Fantasy stock market games are all the rage with Internet users. The Hollywood Stock Exchange lets you buy and sell movie stars like junk bonds. Intrade.com moderates bets on whether avian flu will hit the United States in 2008. And the Iowa Electronic Market offers odds on presidential hopefuls. Even Yahoo! has its Tech Buzz Game, a fantasy prediction market where players bet on the technologies they think people will search for in the future.

Though many types of exchanges abound, they all operate in a similar fashion.

For the most part, each bet is managed independently, even when the bets are logically related. For example, picking Duke to win the final game of the NCAA college basketball tournament in your online office pool will not change the odds of Duke winning any of its earlier round games, even though that pick implies that Duke will have had to win all of those games to get to the finals.

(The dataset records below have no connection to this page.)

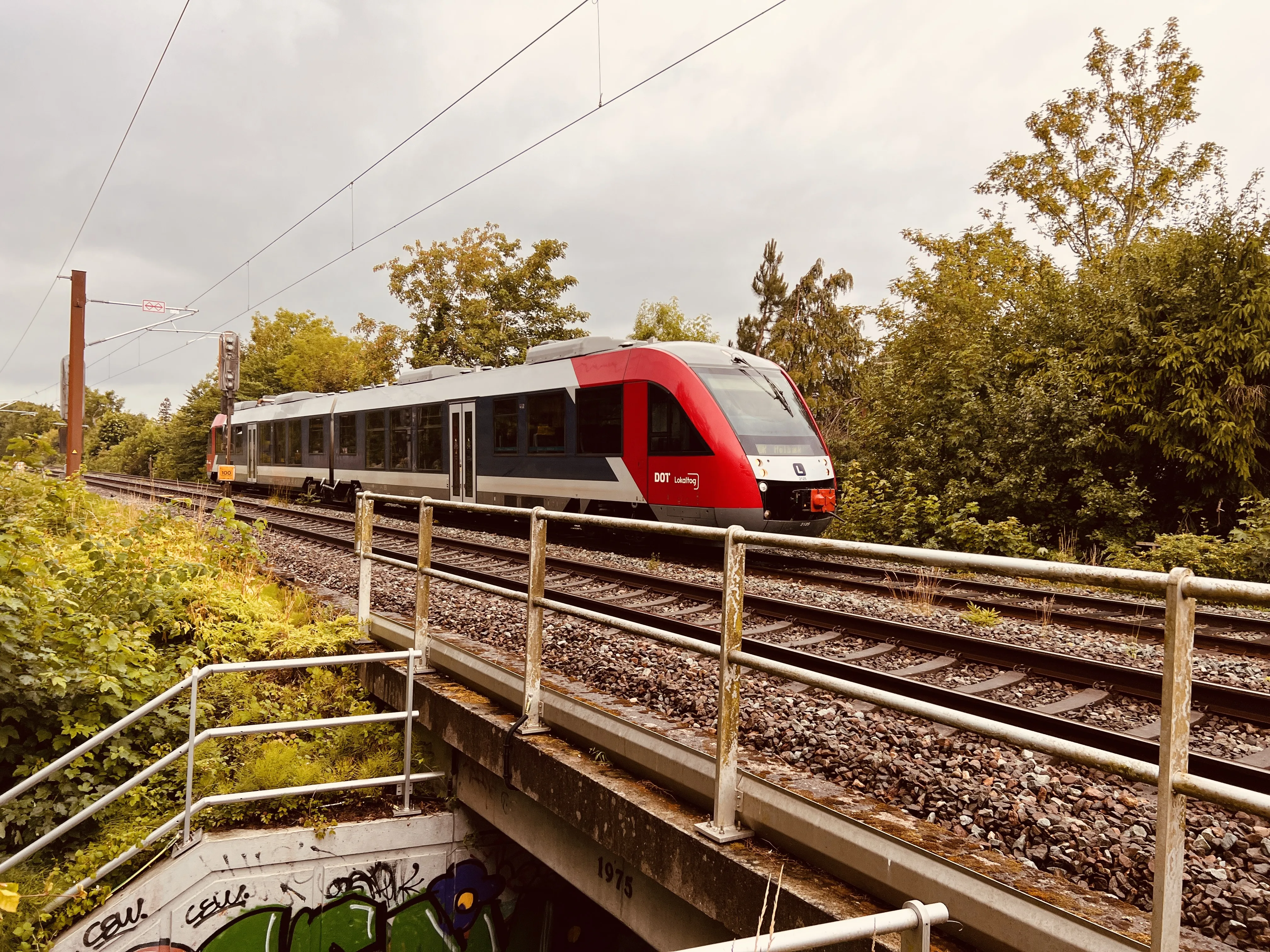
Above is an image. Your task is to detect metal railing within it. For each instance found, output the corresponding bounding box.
[681,899,949,952]
[354,492,1270,952]
[0,650,444,909]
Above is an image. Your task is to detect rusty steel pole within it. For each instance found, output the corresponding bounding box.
[66,272,88,479]
[697,525,753,843]
[414,496,433,674]
[1151,566,1195,952]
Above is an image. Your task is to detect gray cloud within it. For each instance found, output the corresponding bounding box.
[0,0,1270,412]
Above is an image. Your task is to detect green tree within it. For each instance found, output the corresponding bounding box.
[352,314,410,383]
[977,18,1222,260]
[158,373,221,481]
[737,239,789,354]
[851,221,1149,542]
[375,222,591,367]
[737,240,869,456]
[0,400,62,454]
[239,307,405,399]
[630,297,719,344]
[1082,202,1270,528]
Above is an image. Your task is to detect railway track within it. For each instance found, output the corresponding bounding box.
[91,473,1270,658]
[89,473,1270,792]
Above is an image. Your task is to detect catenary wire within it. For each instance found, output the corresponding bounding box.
[186,0,587,313]
[77,0,787,383]
[38,0,587,396]
[0,0,189,381]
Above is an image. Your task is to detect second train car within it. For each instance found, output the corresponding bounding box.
[208,338,836,534]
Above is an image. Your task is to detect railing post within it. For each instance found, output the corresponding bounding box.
[396,651,419,816]
[1151,566,1195,952]
[180,665,202,845]
[521,507,549,734]
[414,496,434,674]
[353,492,375,637]
[899,899,931,952]
[697,525,753,843]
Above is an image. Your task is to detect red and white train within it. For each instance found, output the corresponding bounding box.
[207,338,834,534]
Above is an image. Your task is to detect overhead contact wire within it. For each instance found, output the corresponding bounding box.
[84,0,787,383]
[186,0,587,307]
[0,0,189,381]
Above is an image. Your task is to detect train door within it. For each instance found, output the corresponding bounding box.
[449,402,476,503]
[246,423,260,482]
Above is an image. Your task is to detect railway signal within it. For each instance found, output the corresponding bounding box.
[64,272,88,479]
[213,330,240,499]
[217,330,239,400]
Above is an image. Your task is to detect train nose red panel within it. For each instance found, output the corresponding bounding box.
[810,487,838,513]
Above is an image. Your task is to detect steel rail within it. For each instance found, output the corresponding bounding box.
[367,543,1270,815]
[82,485,1270,791]
[82,473,1270,642]
[87,474,1270,660]
[367,533,1270,793]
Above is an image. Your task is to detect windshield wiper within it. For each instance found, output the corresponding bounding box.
[731,357,794,416]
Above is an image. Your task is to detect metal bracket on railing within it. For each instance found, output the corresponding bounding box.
[170,828,203,859]
[899,899,947,952]
[392,651,423,816]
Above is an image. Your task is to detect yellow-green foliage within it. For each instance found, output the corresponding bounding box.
[961,602,1001,628]
[0,462,423,952]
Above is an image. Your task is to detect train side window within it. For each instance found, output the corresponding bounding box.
[309,416,326,456]
[524,392,565,453]
[577,383,622,456]
[416,404,442,472]
[336,414,357,456]
[287,420,304,466]
[648,383,712,456]
[389,406,414,470]
[494,397,521,456]
[366,410,386,470]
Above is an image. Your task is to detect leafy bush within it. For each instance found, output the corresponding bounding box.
[0,462,426,952]
[1105,499,1270,581]
[826,461,1036,558]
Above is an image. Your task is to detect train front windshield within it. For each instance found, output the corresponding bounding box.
[692,367,824,456]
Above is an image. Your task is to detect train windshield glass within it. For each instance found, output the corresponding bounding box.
[693,367,824,456]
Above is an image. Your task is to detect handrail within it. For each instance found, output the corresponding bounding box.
[0,649,431,876]
[681,899,949,952]
[354,492,1270,949]
[0,651,416,806]
[358,492,1270,605]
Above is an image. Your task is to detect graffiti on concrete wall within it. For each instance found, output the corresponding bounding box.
[123,859,513,952]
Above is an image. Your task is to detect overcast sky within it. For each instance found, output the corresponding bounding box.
[0,0,1270,414]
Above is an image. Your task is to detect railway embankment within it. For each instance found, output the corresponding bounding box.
[84,477,1270,948]
[0,474,432,952]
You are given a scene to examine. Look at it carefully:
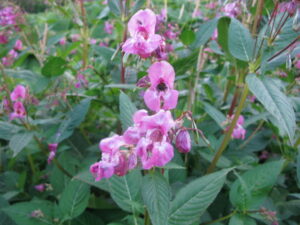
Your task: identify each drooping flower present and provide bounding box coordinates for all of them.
[14,40,23,51]
[104,21,114,34]
[144,61,178,112]
[9,102,26,120]
[222,2,242,17]
[122,9,161,58]
[10,84,26,101]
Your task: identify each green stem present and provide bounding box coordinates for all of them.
[200,211,236,225]
[207,84,249,174]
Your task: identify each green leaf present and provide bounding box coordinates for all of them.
[229,214,256,225]
[203,102,226,129]
[59,180,90,219]
[246,74,296,142]
[55,98,91,142]
[179,29,196,45]
[0,121,22,140]
[108,0,121,16]
[119,92,137,131]
[218,17,231,56]
[142,172,171,225]
[192,18,218,48]
[107,170,142,212]
[42,56,67,77]
[169,169,230,225]
[230,161,283,211]
[228,18,254,62]
[9,132,33,157]
[2,200,53,225]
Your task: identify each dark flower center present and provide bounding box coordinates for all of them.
[156,83,167,91]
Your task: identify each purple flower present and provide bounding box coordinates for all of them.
[122,9,161,58]
[144,61,178,112]
[104,21,114,34]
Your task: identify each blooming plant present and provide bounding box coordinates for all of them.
[0,0,300,225]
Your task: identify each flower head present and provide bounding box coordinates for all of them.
[122,9,161,58]
[144,61,178,112]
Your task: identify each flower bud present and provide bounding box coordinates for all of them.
[176,130,191,153]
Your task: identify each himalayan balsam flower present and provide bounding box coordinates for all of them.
[176,129,191,153]
[231,115,246,140]
[104,21,114,34]
[14,40,23,51]
[144,61,178,112]
[10,84,26,101]
[9,102,26,120]
[122,9,161,58]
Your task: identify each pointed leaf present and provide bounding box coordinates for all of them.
[246,74,296,142]
[142,173,171,225]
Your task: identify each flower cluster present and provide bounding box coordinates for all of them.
[90,9,191,181]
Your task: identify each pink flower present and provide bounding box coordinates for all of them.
[295,60,300,69]
[58,37,67,45]
[34,184,46,192]
[144,61,178,112]
[122,9,161,58]
[176,129,192,153]
[71,34,80,42]
[14,40,23,51]
[104,21,114,34]
[9,102,26,120]
[10,84,26,101]
[223,2,242,17]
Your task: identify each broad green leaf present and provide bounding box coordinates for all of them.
[246,74,296,142]
[203,102,226,129]
[42,56,67,77]
[55,98,91,142]
[230,161,283,210]
[228,18,254,62]
[218,17,230,56]
[9,132,33,157]
[2,200,53,225]
[0,121,22,140]
[108,0,121,16]
[142,173,171,225]
[179,29,196,45]
[59,180,90,219]
[192,18,218,48]
[168,169,230,225]
[119,92,137,131]
[229,214,256,225]
[106,170,142,213]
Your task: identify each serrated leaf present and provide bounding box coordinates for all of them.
[169,169,230,225]
[229,214,256,225]
[2,200,53,225]
[119,92,137,131]
[9,132,33,157]
[246,74,296,142]
[192,18,218,48]
[142,173,171,225]
[203,102,226,129]
[59,180,90,219]
[230,161,283,211]
[42,56,67,77]
[106,170,142,212]
[55,98,91,142]
[0,121,22,140]
[228,18,254,62]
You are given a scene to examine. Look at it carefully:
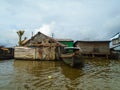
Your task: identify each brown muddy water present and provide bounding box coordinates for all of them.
[0,59,120,90]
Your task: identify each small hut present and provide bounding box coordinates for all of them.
[110,32,120,59]
[14,32,65,60]
[0,46,14,59]
[56,39,74,47]
[74,41,110,58]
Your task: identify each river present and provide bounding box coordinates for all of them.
[0,59,120,90]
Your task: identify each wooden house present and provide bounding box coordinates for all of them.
[0,46,14,59]
[110,33,120,49]
[110,32,120,59]
[56,39,74,47]
[74,41,110,58]
[14,32,65,60]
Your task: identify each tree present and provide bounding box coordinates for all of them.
[17,30,25,46]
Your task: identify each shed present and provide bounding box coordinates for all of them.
[56,39,74,47]
[14,32,65,60]
[74,41,110,57]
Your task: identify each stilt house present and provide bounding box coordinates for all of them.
[15,32,65,60]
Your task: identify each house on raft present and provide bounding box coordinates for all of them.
[0,46,14,59]
[55,39,74,47]
[74,41,110,58]
[14,32,66,60]
[110,32,120,59]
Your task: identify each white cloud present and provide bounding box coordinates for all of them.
[35,21,55,36]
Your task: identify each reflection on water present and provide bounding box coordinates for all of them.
[0,59,120,90]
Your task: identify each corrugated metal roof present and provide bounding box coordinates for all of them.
[110,33,120,40]
[55,39,73,41]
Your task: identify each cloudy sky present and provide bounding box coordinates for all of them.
[0,0,120,45]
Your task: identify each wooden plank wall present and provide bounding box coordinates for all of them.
[14,46,56,60]
[14,47,35,59]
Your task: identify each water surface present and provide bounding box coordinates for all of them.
[0,59,120,90]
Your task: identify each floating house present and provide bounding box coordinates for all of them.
[110,33,120,51]
[74,41,110,58]
[56,39,74,47]
[110,32,120,59]
[14,32,65,60]
[0,46,14,59]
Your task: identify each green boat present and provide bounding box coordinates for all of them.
[61,47,84,67]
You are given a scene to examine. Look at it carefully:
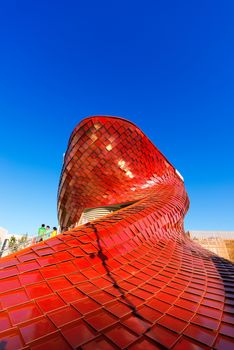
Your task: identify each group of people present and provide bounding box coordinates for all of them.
[38,224,57,242]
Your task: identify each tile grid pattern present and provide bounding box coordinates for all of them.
[0,117,234,350]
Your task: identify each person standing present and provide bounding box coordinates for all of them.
[38,224,46,242]
[51,227,57,237]
[45,225,51,239]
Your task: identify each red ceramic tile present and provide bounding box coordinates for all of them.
[25,282,52,299]
[0,312,12,331]
[219,323,234,337]
[48,277,71,291]
[138,306,163,322]
[19,317,55,343]
[0,329,24,350]
[172,338,209,350]
[105,325,137,349]
[19,271,43,285]
[157,315,188,333]
[62,321,96,349]
[37,294,65,312]
[85,310,118,331]
[0,266,19,278]
[122,315,151,335]
[66,271,87,284]
[1,289,29,308]
[105,301,131,318]
[0,276,21,293]
[191,315,220,331]
[167,306,194,321]
[197,306,222,319]
[128,339,162,350]
[72,297,100,315]
[58,288,85,303]
[90,290,115,304]
[214,335,233,350]
[48,306,81,328]
[41,265,62,278]
[57,261,77,275]
[0,116,234,350]
[30,334,71,350]
[146,325,179,349]
[82,337,116,350]
[184,325,216,347]
[18,260,40,272]
[9,302,42,325]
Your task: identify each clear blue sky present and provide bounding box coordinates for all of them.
[0,0,234,234]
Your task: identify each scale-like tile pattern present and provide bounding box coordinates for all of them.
[0,117,234,350]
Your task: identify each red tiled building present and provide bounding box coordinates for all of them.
[0,116,234,350]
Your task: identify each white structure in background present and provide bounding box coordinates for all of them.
[0,227,33,258]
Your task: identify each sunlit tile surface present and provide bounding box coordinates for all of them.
[0,117,234,350]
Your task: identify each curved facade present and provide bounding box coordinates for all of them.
[0,116,234,350]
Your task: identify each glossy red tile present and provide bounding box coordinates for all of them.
[146,325,180,349]
[36,294,65,313]
[25,282,52,299]
[8,302,42,325]
[19,317,56,344]
[85,310,119,331]
[47,306,82,328]
[61,321,96,349]
[105,325,137,349]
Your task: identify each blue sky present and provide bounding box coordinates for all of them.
[0,0,234,234]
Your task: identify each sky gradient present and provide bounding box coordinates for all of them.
[0,0,234,234]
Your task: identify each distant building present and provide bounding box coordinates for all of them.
[0,227,33,258]
[188,231,234,262]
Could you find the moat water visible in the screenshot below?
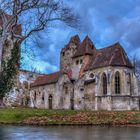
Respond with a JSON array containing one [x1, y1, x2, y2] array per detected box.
[[0, 126, 140, 140]]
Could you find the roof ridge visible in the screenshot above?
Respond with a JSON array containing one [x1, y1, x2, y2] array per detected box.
[[97, 42, 120, 51]]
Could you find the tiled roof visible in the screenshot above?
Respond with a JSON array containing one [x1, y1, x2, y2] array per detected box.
[[87, 43, 133, 69], [31, 71, 62, 87], [73, 36, 95, 58]]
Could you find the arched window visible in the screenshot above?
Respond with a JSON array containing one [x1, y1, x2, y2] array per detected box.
[[127, 73, 132, 95], [115, 72, 121, 94], [34, 92, 36, 101], [102, 73, 107, 95]]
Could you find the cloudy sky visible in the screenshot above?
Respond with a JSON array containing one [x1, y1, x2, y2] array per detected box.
[[23, 0, 140, 73]]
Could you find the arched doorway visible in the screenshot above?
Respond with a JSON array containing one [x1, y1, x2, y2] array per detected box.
[[48, 95, 53, 109], [102, 73, 107, 95]]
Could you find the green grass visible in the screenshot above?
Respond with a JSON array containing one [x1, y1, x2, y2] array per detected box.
[[0, 108, 140, 125], [0, 108, 77, 123]]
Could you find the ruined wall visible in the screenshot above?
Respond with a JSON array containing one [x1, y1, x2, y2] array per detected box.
[[30, 74, 73, 109], [72, 56, 84, 79]]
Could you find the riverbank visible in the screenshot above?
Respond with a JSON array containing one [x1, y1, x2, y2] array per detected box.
[[0, 108, 140, 125]]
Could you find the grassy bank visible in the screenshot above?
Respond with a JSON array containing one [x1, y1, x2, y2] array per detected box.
[[0, 108, 140, 125]]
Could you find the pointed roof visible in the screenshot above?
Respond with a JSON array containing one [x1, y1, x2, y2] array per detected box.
[[73, 36, 95, 58], [88, 43, 133, 69], [62, 35, 81, 50], [31, 71, 63, 87]]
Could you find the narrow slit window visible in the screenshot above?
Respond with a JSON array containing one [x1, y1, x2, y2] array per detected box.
[[115, 72, 121, 94]]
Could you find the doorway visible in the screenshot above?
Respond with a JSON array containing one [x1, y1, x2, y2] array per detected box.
[[48, 95, 53, 109]]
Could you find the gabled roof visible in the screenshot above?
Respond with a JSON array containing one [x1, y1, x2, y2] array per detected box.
[[62, 35, 81, 50], [31, 71, 62, 87], [88, 43, 133, 69], [73, 36, 95, 58], [0, 10, 22, 35]]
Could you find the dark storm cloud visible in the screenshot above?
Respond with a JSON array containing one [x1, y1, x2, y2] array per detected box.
[[21, 0, 140, 73]]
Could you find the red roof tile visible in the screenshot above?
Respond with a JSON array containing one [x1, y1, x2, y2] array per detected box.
[[88, 43, 133, 69]]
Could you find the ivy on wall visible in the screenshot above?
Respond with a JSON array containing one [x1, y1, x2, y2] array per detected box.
[[0, 42, 20, 98]]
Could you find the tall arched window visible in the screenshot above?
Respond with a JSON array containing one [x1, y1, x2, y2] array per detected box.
[[127, 73, 132, 95], [102, 73, 107, 95], [115, 72, 121, 94]]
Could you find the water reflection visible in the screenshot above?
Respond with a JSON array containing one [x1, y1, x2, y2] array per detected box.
[[0, 126, 140, 140]]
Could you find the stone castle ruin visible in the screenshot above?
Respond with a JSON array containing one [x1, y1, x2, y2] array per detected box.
[[29, 35, 139, 110], [0, 12, 139, 110]]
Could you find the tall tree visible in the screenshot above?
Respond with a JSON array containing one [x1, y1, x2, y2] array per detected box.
[[0, 0, 77, 99]]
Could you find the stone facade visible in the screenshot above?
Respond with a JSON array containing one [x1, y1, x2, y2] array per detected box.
[[30, 36, 139, 110], [3, 70, 41, 107]]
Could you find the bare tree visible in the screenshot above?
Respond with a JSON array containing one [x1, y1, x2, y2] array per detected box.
[[0, 0, 77, 100]]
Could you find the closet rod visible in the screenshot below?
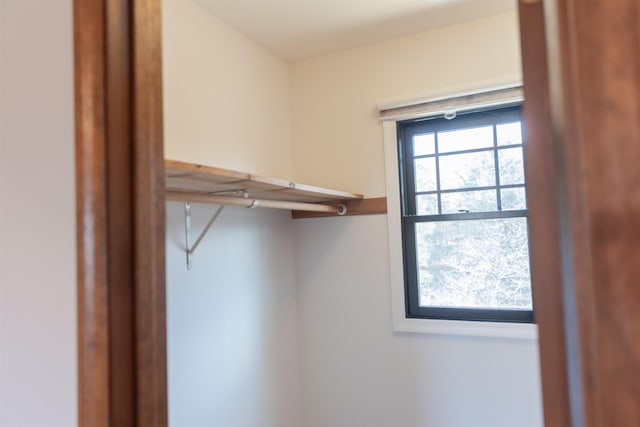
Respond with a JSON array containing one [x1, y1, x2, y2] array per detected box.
[[167, 191, 347, 215]]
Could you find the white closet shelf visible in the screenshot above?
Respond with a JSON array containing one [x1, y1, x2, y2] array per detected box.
[[165, 160, 364, 214]]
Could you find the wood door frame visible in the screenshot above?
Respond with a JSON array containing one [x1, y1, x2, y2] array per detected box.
[[74, 0, 640, 427], [519, 0, 640, 427], [73, 0, 167, 427]]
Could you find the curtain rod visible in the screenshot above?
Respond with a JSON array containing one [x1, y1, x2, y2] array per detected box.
[[167, 190, 347, 215]]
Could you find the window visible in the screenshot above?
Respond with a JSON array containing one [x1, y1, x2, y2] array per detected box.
[[397, 106, 533, 322]]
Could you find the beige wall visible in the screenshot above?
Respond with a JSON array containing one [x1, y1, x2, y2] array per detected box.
[[0, 0, 77, 427], [291, 12, 521, 197], [162, 0, 291, 178]]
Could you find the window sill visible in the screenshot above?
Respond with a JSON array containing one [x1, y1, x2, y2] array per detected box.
[[393, 316, 538, 340]]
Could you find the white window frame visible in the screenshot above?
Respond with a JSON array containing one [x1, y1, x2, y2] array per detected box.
[[379, 84, 538, 340]]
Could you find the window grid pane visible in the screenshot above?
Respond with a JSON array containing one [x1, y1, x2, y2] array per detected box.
[[401, 107, 533, 322]]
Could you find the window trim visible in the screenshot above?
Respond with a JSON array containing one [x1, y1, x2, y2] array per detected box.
[[397, 104, 534, 323], [382, 117, 538, 340]]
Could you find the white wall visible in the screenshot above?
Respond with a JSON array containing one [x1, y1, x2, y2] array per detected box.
[[162, 0, 291, 179], [291, 13, 521, 197], [167, 203, 300, 427], [163, 0, 300, 427], [294, 215, 542, 427], [291, 13, 542, 427], [0, 0, 77, 427]]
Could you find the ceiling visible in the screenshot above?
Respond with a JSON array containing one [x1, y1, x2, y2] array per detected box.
[[196, 0, 516, 61]]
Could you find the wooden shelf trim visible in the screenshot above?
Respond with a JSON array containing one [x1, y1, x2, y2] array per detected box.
[[291, 197, 387, 219], [165, 160, 386, 218]]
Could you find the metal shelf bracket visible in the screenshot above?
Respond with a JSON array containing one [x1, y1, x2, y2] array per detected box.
[[184, 202, 224, 270]]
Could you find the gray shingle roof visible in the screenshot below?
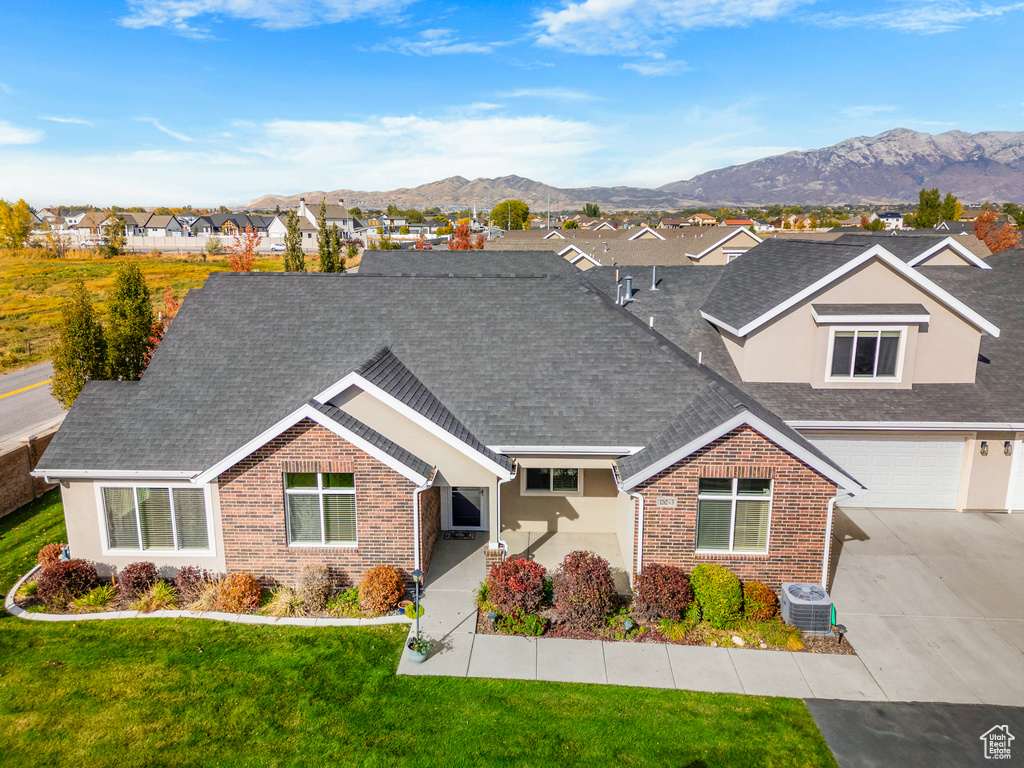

This approach struck the Yahoo! Research team of Yiling Chen, Sharad Goel, George Levchenko, David Pennock and Daniel Reeves as fundamentally flawed. In a research project called “Bracketology,” they set about to create a “combinatorial market” that spreads information appropriately across logically related bets. In other words, someone picking Duke to win the championship would affect the betting odds offered for nearly every other game played in the tournament.

The Yahoo! Research group recently outlined their work in a paper called “Pricing Combinatorial Markets for Tournaments.” In a standard market design, there are only about 400 possible betting options for the 63-game NCAA basketball tournament. But in a combinatorial market, where many more combinations are possible, the number of potential combinations is billions of billions. “That’s why you’ll never see anyone get every game right,” says Goel.

The challenge with a combinatorial market is that it encompasses a much larger outcome space than a typical market. The key technical issue was figuring out how to incorporate the opinions and picks of every participant, and then appropriately distributing that information over the entire tournament bracket. “We wanted to go beyond what had come before and create a market that shows how bets on each game affect the odds of every other game,” Goel says.

At its core, the Bracketology project is about using a combinatorial approach to aggregate opinions in a more efficient manner. “I view it as collaborative problem solving,” Goel explains. “This kind of market collects lots of opinions from lots of people who have lots of information sources, in order to accurately determine the perceived likelihood of an event.” In fact, forecasts made by prediction markets tend to be far more accurate than those made by individual experts.

With Bracketology, Goel and his colleagues have created a more realistic—and more entertaining—market for the NCAA college basketball tournament. Though more work still needs to be done, it’s possible the application will find a home on Yahoo! for all to enjoy.” Now that’s a fantasy come true.